Et il partit. Gabriel s’approcha de la porte restée entrouverte. Une douzaine d’hommes se tenaient là. Il en reconnut quelques-uns qui avaient tenu la barricade avec lui à un moment. L’un d’eux s’avança et lui serra la main avant de demander :

— Tu viens pour qui ?

— Pour Pierre, répondit Gabriel.

— Le frisé ?

— Oui, il a disparu. Il a dû être arrêté. C’est Jacques qui m’a dit de venir ici.

— Madame de La Pommerais nous a demandé d’attendre. Elle s’occupe de sa fille. Mais on est trop nombreux. Elle ne pourra rien faire.

— Et toi ?

— Je viens pour moi, la police est venue chez moi quand je n’y étais pas. Je ne sais plus où aller. Alors je suis venu ici à tout hasard et je vais repartir car elle ne peut rien faire. Elle a fait libérer un ami de sa soeur alors tout le monde vient lui demander de l’aide mais tout à l’heure elle n’avait pas l’air contente nous voir tous là. Je vais repartir répéta-t-il sans bouger. C’est dangereux de se rassembler ici .

Et il sembla à Gabriel qu’il lui donnait l’ordre de s’en aller aussi, de s’en aller d’abord. Les autres écoutaient sans un mot. Il les sentit comme un bloc hostile. La fraternité des jours de combat s’était évanouie au fil des mois et des difficultés matérielles. Certains avaient disparu, d’autres avaient perdu leur travail. C’était désormais chacun pour soi. En se retournant pour partir, Gabriel heurta gauchement le chambranle de la porte et quelqu’un rit. Sans un regard pour le groupe, il sortit et se retrouva dans la rue froide.
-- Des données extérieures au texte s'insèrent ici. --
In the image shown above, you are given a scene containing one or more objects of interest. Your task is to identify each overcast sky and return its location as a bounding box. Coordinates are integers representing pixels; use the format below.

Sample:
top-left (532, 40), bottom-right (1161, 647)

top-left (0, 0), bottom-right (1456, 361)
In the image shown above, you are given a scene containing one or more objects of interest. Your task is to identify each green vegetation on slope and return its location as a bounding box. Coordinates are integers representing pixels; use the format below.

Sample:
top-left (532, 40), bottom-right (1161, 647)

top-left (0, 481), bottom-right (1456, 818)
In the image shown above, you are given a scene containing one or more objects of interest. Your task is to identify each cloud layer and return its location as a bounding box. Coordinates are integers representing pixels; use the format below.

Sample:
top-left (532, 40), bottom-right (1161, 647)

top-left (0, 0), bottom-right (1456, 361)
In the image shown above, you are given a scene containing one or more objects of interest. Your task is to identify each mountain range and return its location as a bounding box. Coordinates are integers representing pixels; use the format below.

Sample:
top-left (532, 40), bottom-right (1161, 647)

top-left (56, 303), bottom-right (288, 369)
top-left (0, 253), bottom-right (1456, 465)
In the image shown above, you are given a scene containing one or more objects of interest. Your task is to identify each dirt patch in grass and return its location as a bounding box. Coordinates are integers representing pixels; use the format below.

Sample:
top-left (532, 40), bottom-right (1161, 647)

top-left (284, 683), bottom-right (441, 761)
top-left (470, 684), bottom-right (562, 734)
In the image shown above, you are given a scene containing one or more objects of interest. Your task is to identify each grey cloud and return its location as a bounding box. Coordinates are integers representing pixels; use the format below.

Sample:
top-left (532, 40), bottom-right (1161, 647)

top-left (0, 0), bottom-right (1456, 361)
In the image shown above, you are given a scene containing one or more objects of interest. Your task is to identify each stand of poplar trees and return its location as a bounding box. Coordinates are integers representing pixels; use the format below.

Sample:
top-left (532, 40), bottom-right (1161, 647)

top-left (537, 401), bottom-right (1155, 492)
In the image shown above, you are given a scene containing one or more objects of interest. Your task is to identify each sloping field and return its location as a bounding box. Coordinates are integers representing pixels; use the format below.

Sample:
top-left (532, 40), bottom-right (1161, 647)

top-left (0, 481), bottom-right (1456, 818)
Il marcha tristement en pensant à la générosité de Pierre, à son regard intelligent et à son courage. Sans lui, il ne pouvait rien faire. Pierre les avait galvanisés par sa vision de l’avenir. Fallait-il qu’il soit puni alors qu’il n’avait rien fait de mal ? Fallait-il encore se résoudre à l’injustice ? Et puis il pensa à sa situation : l’argent du comte avait été bien employé. Il avait surtout servi à louer l’appartement où ils s’étaient retrouvés si souvent et à nourrir ceux qui n’avaient plus de travail. Mais cet argent avait fondu et il lui en faudrait encore pour les camarades qui en auraient besoin dans les temps sombres qui venaient. Lui seul pouvait les aider. Et comme il passait dans le quartier de l’hôtel d’Eprémesnil, une idée lui vint soudain : le comte avait dû faire revenir Lisette de Saint-François, pourquoi ne pas lui demander si elle accepterait de l’aider ? Il retrouva la rue où il avait tenu la barricade, revit la rotonde, le jardin et l’écurie où il s’était caché et où le comte l’avait sauvé de la mort. Le coeur serré, il frappa à la porte de la cuisine. Ce fut Sylvie qui lui ouvrit…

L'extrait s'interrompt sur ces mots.